The tarmac quickly turned to gravel as we made our way down the West side of Tanzania along the borders of Burundi, the DRC and Zambia all of which share Lake Tanganyika. There are parts of this country where there were hardly any human inhabitants. So much so that if you rode past two vehicles in a day you would be lucky. In parts of our journey the locals would hide in the bush until you made a friendly or non threatening wave hello. The people we met were all good.
We timed our journey well to coincide with the rainy season. With the temperatures still being relatively warm the rain was only a minor annoyance as the road was made a bit more of a sticky challenge. It was on a dry day that I managed to slide out from under my bicycle and get some dirt firmly lodged into the right side of my body. A bit of scrubbing, an antiseptic and some time to heal sorted it out.
It’s only once we were back on the black stuff when we remembered how much easier it is to cycle on. I caught up with the guys working for Aarslef and Bam who are working on the joint venture, constructing the new road on the other side of Sumbawanga. They put me up in my own chalet with down duvets and a hot shower. After a few beers, dinner, breakfast and all round good conversation they sent me on my way. The time with these fellow construction workers did make me think quite a bit about similar and some very different challenges I was facing some six months on my construction projects.
It was at Katavi National Park where I met a Dutch couple on a road trip. Ian-Peter was an Engineer who was working on the construction of a 100km stretch of road from Sumbawanga, his girlfriend had come out to visit. I was trying to figure out how to cross the National Park without being eaten by lions. The National Park forbids cycling through the park even though the main road runs straight through the middle. Without alternative transport it would be impossible to continue. Ian-Peter kindly offered me a lift but I rather opted to spend some more time in the park on a amazing safari trip. Juma was an excellent guide who helped me pile my bicycle into the Land Cruiser and after an awesome day dropped me on the other side of the park. The park is quite amazing and boasts the big four – please donate to save the rhino – It’s amazing that all the animals know where the park border is as there are no fences. Even the Tsetse Flies stopped biting just before the imaginary border.

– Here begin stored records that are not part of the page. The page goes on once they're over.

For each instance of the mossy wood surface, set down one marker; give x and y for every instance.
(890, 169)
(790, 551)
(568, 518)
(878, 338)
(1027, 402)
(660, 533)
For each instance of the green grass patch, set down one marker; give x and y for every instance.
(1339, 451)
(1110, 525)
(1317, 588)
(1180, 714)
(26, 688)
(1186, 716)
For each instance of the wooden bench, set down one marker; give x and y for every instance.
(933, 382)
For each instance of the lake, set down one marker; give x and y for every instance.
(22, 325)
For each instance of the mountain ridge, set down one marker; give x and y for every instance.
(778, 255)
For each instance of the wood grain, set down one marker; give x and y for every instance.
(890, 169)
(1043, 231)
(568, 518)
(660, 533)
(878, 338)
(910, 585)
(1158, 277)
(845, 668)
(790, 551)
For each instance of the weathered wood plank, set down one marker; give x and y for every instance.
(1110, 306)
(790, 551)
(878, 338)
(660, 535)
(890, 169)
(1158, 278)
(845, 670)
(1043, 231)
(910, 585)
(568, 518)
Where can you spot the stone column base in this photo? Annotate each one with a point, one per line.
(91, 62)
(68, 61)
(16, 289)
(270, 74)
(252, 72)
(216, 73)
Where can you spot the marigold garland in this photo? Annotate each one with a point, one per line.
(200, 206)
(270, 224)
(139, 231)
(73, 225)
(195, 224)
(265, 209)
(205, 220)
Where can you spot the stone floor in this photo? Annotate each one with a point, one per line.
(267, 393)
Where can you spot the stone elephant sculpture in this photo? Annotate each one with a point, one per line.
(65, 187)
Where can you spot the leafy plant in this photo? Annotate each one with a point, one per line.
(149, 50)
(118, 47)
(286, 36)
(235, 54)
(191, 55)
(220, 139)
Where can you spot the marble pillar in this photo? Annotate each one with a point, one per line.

The Rift Valley is a truly beautiful area to explore. The climate is also perfect for growing coffee. It was at Utengule Lodge where I had the best coffee that I’ve ever had. It’s a lodge on a coffee farm and It’s not surprising that it is being run by an Italian couple.
It was without regret that we decided to visit this less populated challenging section of our journey. If anything, the fact that there were less people meant that we had more time to enjoy the scenery and reflect on the journey so far.